Morse v. Slason

13 Vt. 296 | Vt. | 1841

The opinion of the court was delivered by

Redfield, J.

This is an appeal from the court of chancery. The object of the bill is to vacate a sale, claimed, by Slason and Langdon, to have been made to them, by Hoit Guernsey, of certain property, real and personal, during his last illness. Slason is one of the administrators, and has not inventoried nor taken any account of this property, as belonging to the estate. The bill seeks to make him accountable for it, or for its value.

A preliminary question has been made in the case, in regard to the right of the creditors to come into a court of chancery for redress, while the estate is in process of settlement in the probate court. But the court have not considered that a sufficient objection to the bill being sustained. The fact that one of the claimants to the estate in question is, also, one of the administrators, is, of itself, a sufficient reason why no adequate redress could be afforded in the probate court, until he was removed from office, which that court could not do, without, in reality, deciding the very question in dispute, and that prior to its formally coming before them. Courts of chancery, in cases of this kind, where the creditors had an interest adverse to that claimed by the *307administrator, have often entertained jurisdiction of the controversy, until the rights of those concerned were determined; and then the case must, of course, be remitted to the probate court for final adjustment and distribution. The ,. . ,, , <. , . ., , , proceeding in the court oí chancery is considered as merely ancillary to that in the probate coiirt, in a matter wherein their forms and mode of procedure do not enable them to afford adequate redress.
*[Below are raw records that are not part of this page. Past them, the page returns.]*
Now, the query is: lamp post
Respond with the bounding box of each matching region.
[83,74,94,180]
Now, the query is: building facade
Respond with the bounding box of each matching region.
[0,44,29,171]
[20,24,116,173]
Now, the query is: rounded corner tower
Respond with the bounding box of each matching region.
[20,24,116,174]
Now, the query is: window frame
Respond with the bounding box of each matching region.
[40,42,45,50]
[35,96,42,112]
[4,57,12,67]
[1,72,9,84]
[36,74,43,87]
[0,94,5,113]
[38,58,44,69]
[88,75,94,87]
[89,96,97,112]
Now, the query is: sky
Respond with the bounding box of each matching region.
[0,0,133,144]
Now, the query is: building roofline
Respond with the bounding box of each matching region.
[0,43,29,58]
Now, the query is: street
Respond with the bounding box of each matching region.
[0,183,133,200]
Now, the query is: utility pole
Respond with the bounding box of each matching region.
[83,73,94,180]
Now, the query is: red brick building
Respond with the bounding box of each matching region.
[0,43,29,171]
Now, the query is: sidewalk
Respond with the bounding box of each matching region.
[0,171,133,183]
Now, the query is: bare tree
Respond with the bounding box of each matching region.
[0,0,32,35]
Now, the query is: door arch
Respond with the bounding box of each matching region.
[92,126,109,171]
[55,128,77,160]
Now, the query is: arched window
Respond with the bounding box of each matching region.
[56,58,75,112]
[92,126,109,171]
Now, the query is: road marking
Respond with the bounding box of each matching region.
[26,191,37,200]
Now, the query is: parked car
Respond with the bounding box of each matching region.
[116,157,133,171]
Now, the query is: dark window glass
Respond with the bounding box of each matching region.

It has been urged, too, and with no little plausibility, that one involved in debt to a large amount, and largely insolvent, ought not to be allowed to prefer creditors by a deed, or other instrument, which is under his control during his whole life, and only takes effect at the very moment when a lien upon his property attaches in favor of all his creditors. But the numerous cases decided upon this subject, many of which have been referred to in the argument, all show, that where a deed is delivered to one in trust for the grantee, to take effect at the grantor’s death, unless he shall otherwise direct in his lifetime, and he dies without giving any further direction, the deed does, at the death of the grantor, take effect, as his deed, from the first delivery. From this view of the cases, there does not seem any very valid objection to this mode of preferring creditors, which will justify the court in distinguishing it from the ordinary cases of preferring creditors. It is always an invidious, and, sometimes, an unjust distinction, but one which the law of this state does not prohibit or control. And we think this case is not, in principle, distinguishable from the ordinary cases. There is nothing here indicating any want of good faith, or any attempt at disguise or dissimulation.

In regard to the deed of the real estate, it appears fair upon its face, and bears date and is shown to have been executed at a time, when the grantor certainly was conscious of his actions, to some extent, and so far capable of contracting. The burden of proof, then, lies upon the orators to impeach the conveyance. The proof, we think, falls short of establishing any such degree of imbecility or insanity of mind, at the time of executing and delivering the deed, as would justify this court in determining, with any confidence, that the grantor was not fully aware of the nature and extent of his contract. We incline to think he was. Surely the *308evidence does not show that he was not. The deed of the real estate, we think, therefore, must stand good.

In regard to the personal estate, it is very clear that the intestate never did, understandingly, make any sale or delivery of it. Whatever was done beyond mere naming of the subject, was done by Chauncey Guernsey, the father of the intestate, when his son was past all consciousness, and, literally, in the last agony of existence. It is in vain to expect the court could, or would attempt to sustain a sale and delivery of personal estate, made under these circumstances, Slason must be required to charge himself with the value of this property, in his administration account, and the case must be referred to a master to ascertain that value.

A mandate was sent to the court of chancery to proceed with the case accordingly, this court having first reversed the decree of that court, dismissing the bill.